視点 第2章 見えないもの
〜前編までのあらすじ〜
中堅客室乗務員の梨花と、後輩 鈴は、仕事帰りにお茶を飲みに行った。
鈴は、軽い気持ちだったが、梨花には目的があった。
一章はこちら
鈴は、梨花の言葉を待っている。膝の上に、組んだ手を置いて聞いている。
梨花が言う。
「まず、すごいなと思ったのは、グラスを片付けて私たちを案内した時よ」
「え?普通に案内してくれただけ
ですよね」
「そう、案内は私たちの右側を歩いて案内するという、マナーに沿った案内だった。 でも、すごいと思ったのは座った時よ」
鈴は、眉間に皺を寄せて、ますますわからないという顔をしている。
「今、私たち向かい合って座ってるよね。でも座ってから私たち一度も自分たちの椅子を動かしたり、テーブルを動かしてないよね?」
「ああ、確かに」
「ということは、私たちの身長も考えて、この椅子の位置がベストだって、判断してセッテイングしたんだよ。
グラス片付ける時に、椅子の位置を変えていたから」
2人とも、身長165センチ以上だ。
「え?そこまでやります?」
「普通はやらないよね。でもあの人はやってたの」
「いや、それに気付いた先輩もすごいですけど」
「だから、勉強に来てるんだって」
梨花はニヤッと笑って言う。
「あなたはお客として、私はサービスの勉強としてここに来てるってこと」
「あー、それが違うんですね」
「まだあるよ」
「え、次はなんですか?」
「気づかなかった?
彼女、私たちのドリンクを持ってきたのは、ちょうど私たちの話が途切れた時よ。声かけてきたのは」
「えー、全然気づかなかった・・・」
と、鈴はだんだんと不安げになっていく。
「私たち、ひとしきり喋ったでしょ?オーダーした後。でもそのちょうど間が空いた時に声をかけてきたのよ。
あれは絶対にそのタイミングを見てたと思うわ。よくあるんだよねー、私たちの話の途中で「失礼します」って言う人。
商談とかしている人だったら、きっと嫌だと思うよ。だから、こういうホテルで商談するんだよね。少し値段が高くても、邪魔されないし、心地いいから。それがサービス」
梨花は、カップを手にして少し傾ける。
「まだあるわよ」
「えー、もう無理ですー」
鈴はギブアップ気味だ。
「全然、全く気づかない?何か良かったところない?」
梨花は、鈴に考えるチャンスを与えた。
「えー・・・」
「なんでもいいのよ。普段私たちが気をつけていることでも、先輩から教えてもらったことでも」
「あ」
「うん、何か気付いた?」
「はい!」
とわざわざ手をあげる。表情も明るさを取り戻している。これは、自信あるな、と梨花は思った。
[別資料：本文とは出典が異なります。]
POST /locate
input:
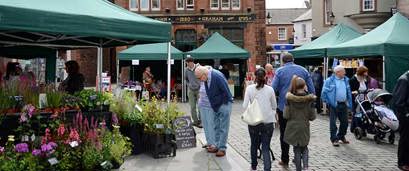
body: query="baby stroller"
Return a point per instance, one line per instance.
(374, 117)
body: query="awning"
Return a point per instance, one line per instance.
(66, 24)
(318, 48)
(156, 51)
(390, 39)
(218, 47)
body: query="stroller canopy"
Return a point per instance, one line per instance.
(377, 93)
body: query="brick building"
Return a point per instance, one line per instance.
(240, 21)
(280, 30)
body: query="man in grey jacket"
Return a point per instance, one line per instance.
(193, 92)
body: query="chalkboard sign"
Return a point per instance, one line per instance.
(185, 134)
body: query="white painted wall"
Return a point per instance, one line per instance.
(298, 32)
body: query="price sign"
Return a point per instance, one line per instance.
(185, 134)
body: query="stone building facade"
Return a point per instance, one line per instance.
(193, 21)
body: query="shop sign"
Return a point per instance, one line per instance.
(206, 19)
(283, 47)
(184, 132)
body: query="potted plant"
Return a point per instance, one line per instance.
(157, 119)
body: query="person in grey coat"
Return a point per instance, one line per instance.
(299, 111)
(193, 93)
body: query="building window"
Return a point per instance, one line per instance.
(304, 31)
(155, 5)
(214, 4)
(144, 5)
(235, 35)
(368, 5)
(133, 5)
(235, 4)
(190, 4)
(225, 4)
(186, 40)
(180, 4)
(327, 11)
(282, 34)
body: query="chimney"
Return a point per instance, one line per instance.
(307, 4)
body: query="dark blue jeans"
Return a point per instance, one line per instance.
(261, 134)
(339, 112)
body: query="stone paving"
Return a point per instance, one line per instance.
(358, 155)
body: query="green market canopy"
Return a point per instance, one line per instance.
(391, 40)
(62, 23)
(318, 48)
(218, 47)
(155, 51)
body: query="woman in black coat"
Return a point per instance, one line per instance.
(75, 80)
(358, 83)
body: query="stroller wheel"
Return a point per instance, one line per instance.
(358, 132)
(377, 139)
(391, 139)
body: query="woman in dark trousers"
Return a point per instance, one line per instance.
(261, 133)
(358, 83)
(75, 80)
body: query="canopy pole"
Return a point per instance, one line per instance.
(168, 92)
(183, 81)
(99, 68)
(383, 73)
(117, 71)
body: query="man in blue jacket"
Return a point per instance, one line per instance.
(281, 84)
(337, 93)
(216, 118)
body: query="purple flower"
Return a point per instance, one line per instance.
(114, 119)
(23, 117)
(53, 144)
(36, 152)
(46, 148)
(21, 148)
(30, 110)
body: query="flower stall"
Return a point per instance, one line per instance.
(44, 129)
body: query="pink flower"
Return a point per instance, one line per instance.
(46, 148)
(53, 145)
(30, 110)
(23, 117)
(21, 148)
(61, 130)
(36, 152)
(74, 136)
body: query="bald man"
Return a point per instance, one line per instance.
(215, 103)
(269, 74)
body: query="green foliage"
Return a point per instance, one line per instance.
(90, 99)
(123, 106)
(91, 157)
(158, 116)
(54, 98)
(70, 101)
(120, 146)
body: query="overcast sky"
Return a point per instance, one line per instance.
(284, 4)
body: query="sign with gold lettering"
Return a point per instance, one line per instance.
(206, 19)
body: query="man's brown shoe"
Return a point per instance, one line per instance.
(281, 163)
(220, 153)
(211, 149)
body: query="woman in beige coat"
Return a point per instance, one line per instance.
(299, 111)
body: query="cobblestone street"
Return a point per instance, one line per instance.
(362, 154)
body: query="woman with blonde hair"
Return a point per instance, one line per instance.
(261, 133)
(299, 111)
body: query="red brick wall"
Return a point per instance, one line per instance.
(273, 37)
(199, 4)
(403, 7)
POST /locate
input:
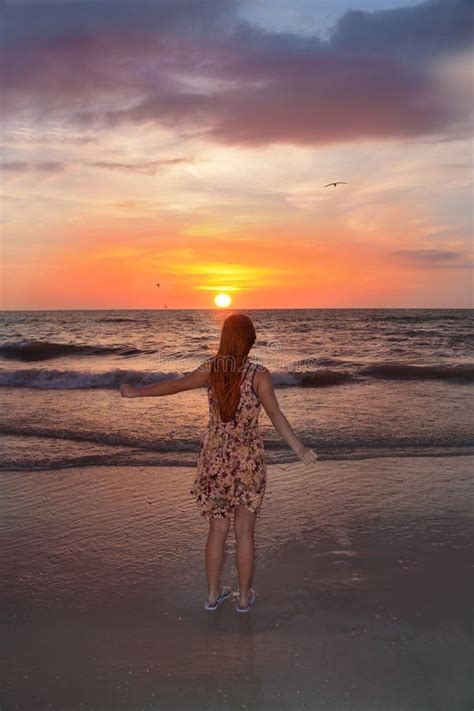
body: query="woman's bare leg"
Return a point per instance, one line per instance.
(218, 530)
(244, 525)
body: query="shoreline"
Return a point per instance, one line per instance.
(363, 576)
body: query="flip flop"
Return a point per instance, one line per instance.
(211, 606)
(253, 597)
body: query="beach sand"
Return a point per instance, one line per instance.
(364, 581)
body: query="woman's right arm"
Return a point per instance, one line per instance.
(266, 395)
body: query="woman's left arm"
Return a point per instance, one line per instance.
(196, 379)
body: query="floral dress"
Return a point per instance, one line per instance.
(231, 468)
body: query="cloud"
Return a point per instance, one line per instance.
(44, 167)
(196, 66)
(433, 258)
(145, 167)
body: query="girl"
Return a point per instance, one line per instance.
(231, 470)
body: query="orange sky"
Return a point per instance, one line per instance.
(95, 212)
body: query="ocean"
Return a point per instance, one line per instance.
(354, 384)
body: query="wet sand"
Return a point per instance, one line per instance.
(364, 578)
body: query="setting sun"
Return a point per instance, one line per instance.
(222, 301)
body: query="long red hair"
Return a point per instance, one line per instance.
(237, 338)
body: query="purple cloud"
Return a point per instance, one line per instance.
(433, 258)
(197, 67)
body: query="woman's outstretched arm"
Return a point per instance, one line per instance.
(196, 379)
(266, 394)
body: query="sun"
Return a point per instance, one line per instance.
(222, 301)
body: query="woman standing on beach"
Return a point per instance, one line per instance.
(231, 471)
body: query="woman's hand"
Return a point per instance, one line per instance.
(308, 456)
(129, 391)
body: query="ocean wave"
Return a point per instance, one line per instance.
(405, 371)
(31, 350)
(119, 319)
(58, 379)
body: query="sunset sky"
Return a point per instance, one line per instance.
(188, 142)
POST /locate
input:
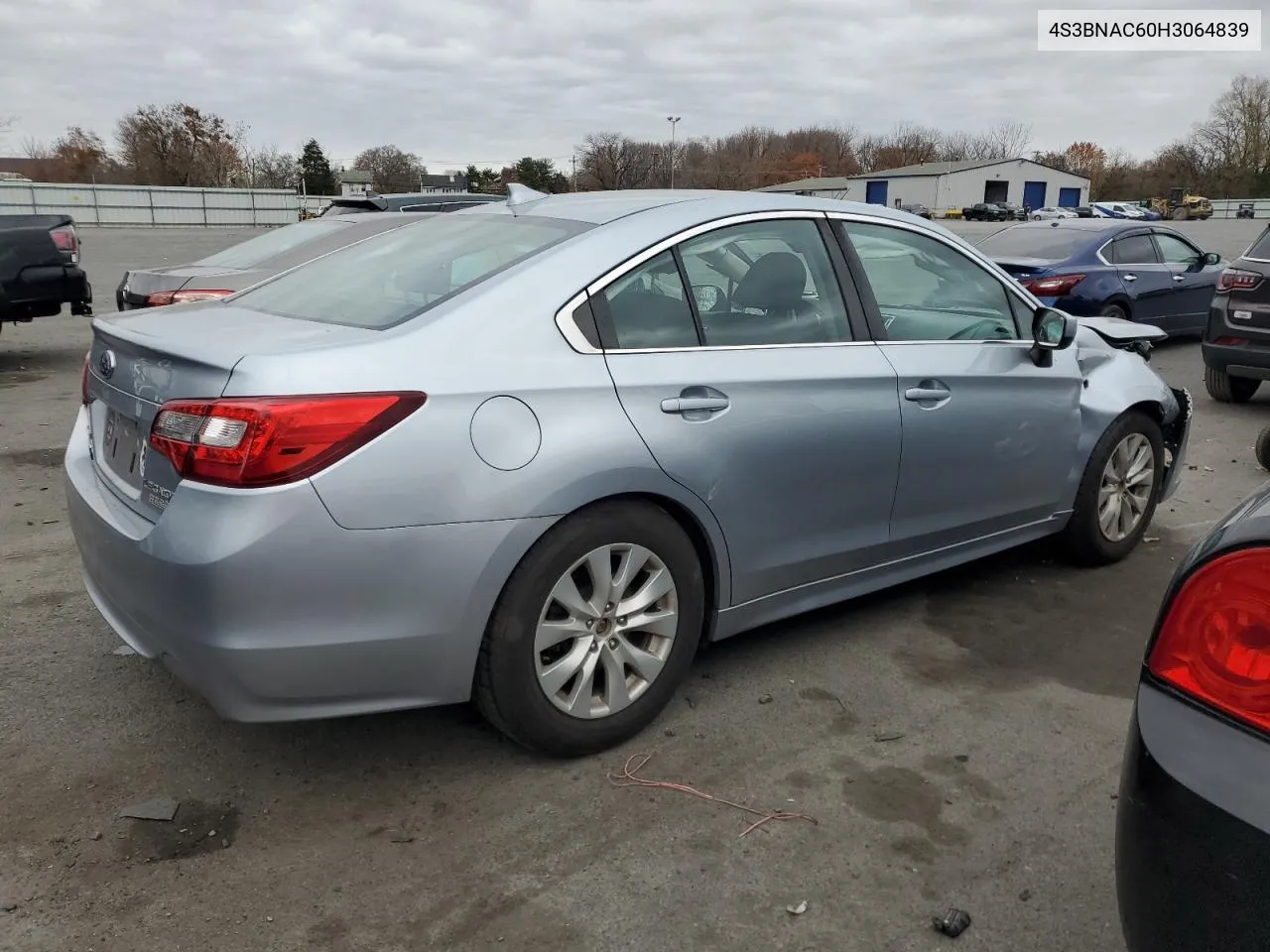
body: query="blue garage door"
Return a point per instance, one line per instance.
(1034, 194)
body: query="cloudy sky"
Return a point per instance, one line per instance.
(490, 80)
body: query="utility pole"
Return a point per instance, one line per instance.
(674, 121)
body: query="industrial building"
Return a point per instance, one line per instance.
(944, 186)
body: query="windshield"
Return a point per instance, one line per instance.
(275, 243)
(394, 277)
(1048, 243)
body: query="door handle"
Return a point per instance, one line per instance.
(928, 394)
(683, 405)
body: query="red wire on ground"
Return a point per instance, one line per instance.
(635, 763)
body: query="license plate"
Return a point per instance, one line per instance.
(122, 449)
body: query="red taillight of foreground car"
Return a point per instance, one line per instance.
(248, 442)
(162, 298)
(1236, 280)
(1214, 643)
(1053, 286)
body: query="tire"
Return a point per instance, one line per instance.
(507, 685)
(1228, 390)
(1262, 448)
(1084, 539)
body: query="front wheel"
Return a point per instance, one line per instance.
(1118, 492)
(593, 633)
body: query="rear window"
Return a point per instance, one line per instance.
(1261, 246)
(1049, 244)
(394, 277)
(272, 244)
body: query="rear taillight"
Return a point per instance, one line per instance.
(162, 298)
(66, 240)
(1236, 280)
(1214, 643)
(1053, 286)
(253, 442)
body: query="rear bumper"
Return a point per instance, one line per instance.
(1193, 832)
(272, 612)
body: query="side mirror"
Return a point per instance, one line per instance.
(1052, 330)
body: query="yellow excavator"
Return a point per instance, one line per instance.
(1183, 206)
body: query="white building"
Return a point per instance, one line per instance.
(944, 186)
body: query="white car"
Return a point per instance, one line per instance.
(1049, 212)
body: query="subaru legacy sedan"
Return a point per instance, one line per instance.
(535, 453)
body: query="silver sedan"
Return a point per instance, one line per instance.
(536, 453)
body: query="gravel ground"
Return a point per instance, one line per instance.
(956, 740)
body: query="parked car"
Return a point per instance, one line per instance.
(1193, 819)
(1123, 270)
(983, 211)
(246, 263)
(408, 202)
(1237, 338)
(513, 454)
(40, 268)
(1052, 212)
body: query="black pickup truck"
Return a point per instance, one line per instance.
(40, 268)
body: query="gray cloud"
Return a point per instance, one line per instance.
(492, 80)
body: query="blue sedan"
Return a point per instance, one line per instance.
(1128, 270)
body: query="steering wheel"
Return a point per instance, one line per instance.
(973, 331)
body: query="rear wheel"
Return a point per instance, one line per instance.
(1118, 492)
(593, 633)
(1228, 390)
(1262, 448)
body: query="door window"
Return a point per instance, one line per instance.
(1174, 250)
(1135, 249)
(649, 307)
(765, 284)
(929, 291)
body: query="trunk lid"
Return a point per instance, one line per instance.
(141, 359)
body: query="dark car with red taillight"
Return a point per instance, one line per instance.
(1237, 338)
(1193, 819)
(1111, 268)
(250, 262)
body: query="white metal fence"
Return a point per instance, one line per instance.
(148, 206)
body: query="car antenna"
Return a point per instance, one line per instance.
(518, 194)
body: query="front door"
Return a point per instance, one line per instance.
(988, 436)
(751, 391)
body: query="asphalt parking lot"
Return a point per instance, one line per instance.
(956, 742)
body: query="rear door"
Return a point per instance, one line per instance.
(1144, 278)
(989, 438)
(1194, 282)
(748, 373)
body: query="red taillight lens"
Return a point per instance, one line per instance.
(1214, 643)
(66, 240)
(1236, 280)
(1053, 286)
(268, 440)
(162, 298)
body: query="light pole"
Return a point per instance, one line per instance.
(674, 121)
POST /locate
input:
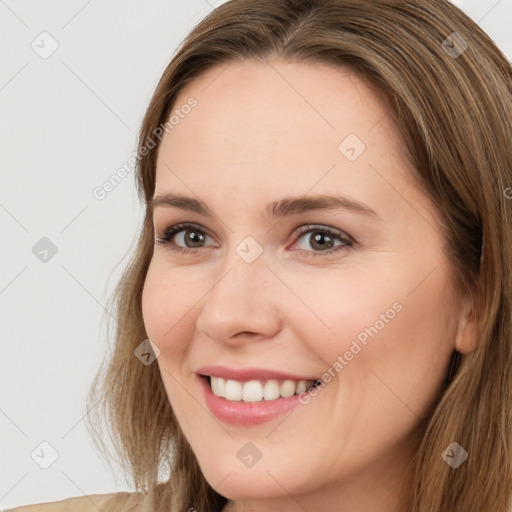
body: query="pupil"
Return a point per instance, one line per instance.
(194, 237)
(317, 239)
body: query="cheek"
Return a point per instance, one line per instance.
(167, 308)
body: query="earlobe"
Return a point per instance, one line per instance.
(466, 340)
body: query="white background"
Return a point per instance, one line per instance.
(68, 122)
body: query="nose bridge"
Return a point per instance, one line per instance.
(242, 299)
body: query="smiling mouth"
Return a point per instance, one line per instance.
(257, 390)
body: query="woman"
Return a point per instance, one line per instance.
(324, 269)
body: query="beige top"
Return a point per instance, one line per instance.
(117, 501)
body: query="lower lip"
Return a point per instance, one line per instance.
(246, 413)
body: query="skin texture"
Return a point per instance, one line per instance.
(261, 132)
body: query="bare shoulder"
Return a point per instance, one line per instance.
(123, 501)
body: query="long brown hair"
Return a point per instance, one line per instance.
(451, 97)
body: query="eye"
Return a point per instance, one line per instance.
(186, 233)
(191, 237)
(323, 240)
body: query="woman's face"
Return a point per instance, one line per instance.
(243, 289)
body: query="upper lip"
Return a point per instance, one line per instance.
(246, 374)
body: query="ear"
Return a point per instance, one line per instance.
(467, 336)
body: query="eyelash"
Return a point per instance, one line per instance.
(166, 236)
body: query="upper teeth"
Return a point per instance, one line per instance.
(255, 390)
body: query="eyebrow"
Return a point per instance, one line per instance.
(276, 209)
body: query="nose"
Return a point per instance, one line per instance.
(241, 306)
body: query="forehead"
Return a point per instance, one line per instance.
(281, 123)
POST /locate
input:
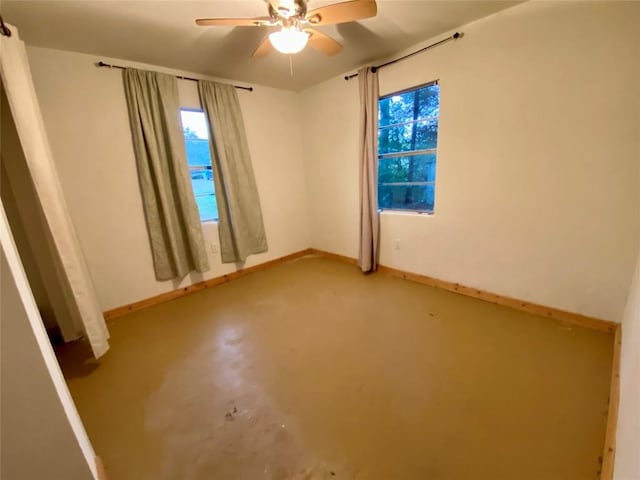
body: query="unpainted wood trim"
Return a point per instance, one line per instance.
(334, 256)
(609, 454)
(102, 473)
(196, 287)
(534, 308)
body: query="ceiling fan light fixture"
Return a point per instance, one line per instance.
(289, 40)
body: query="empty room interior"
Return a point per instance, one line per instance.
(312, 240)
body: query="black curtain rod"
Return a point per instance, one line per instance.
(102, 64)
(375, 68)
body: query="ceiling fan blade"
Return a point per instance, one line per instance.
(343, 12)
(234, 22)
(323, 43)
(263, 49)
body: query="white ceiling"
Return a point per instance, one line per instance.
(164, 33)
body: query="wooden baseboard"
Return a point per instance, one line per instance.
(334, 256)
(196, 287)
(534, 308)
(102, 473)
(609, 453)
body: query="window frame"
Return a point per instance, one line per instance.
(200, 167)
(409, 153)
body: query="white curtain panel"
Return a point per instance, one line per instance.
(18, 85)
(369, 219)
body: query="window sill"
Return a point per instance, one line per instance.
(408, 213)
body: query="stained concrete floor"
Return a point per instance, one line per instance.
(311, 370)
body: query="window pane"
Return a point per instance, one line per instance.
(202, 181)
(198, 154)
(208, 207)
(416, 168)
(196, 140)
(403, 197)
(400, 108)
(420, 135)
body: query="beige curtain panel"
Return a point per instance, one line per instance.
(240, 226)
(369, 218)
(173, 221)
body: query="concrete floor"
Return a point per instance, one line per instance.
(311, 370)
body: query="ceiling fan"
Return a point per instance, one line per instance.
(294, 20)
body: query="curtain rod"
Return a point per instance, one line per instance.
(4, 30)
(102, 64)
(374, 68)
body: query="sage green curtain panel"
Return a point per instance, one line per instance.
(240, 226)
(173, 222)
(369, 218)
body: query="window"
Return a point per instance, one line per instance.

「言葉遣いです。ロイヤルミルクテイでございます。カフェ・オ・レでございます、って言っていて、
「ロイヤルミルクテイになります」って言わなかった!!」
「正解」
「ですよね?先輩方に何度も注意されましたもん。「〜になります、は、間違った言葉遣いです」って」
「そうだよね。「なる」っていうのは、何か変化した際に使うよね。
100円と50円で150円になります、っていうのはいいし、絵の具の赤と青を混ぜると、紫になります、もいいんだけど、コーヒーになります、はバイト語って言われてるよね。これを禁止しているところもあるんだけど、間違って使ってる人、今多いから」
「先輩から、弊社のお客様にはそのような言葉遣いはしないでください、って言われました」
鈴は、てへっという感じで自分の頭を軽く叩いだ。
「教えてもらって良かったわね」
「はい、学生時代のアルバイトでは、
みんなその間違った言葉を使ってましたから、誰も教えてくれませんでした」
梨花は黙ってうなづく。
「よくできました」
「ありがとうございます!
なんか楽しい」
「だよね。やっぱり接客好きな人は、楽しいはず。でもまだあるのよ」
「えー、まだですか?」
「うん、あと二つかな」
「ちょっと考えてみますね」
鈴は、カフェ・オ・レを口にした後、
腕組みをして考え始めた。
思い出しているのだろう。
今までの彼女の接客を。
梨花は、一面に見える海を見ながら鈴の答えを、ゆっくり待っていた。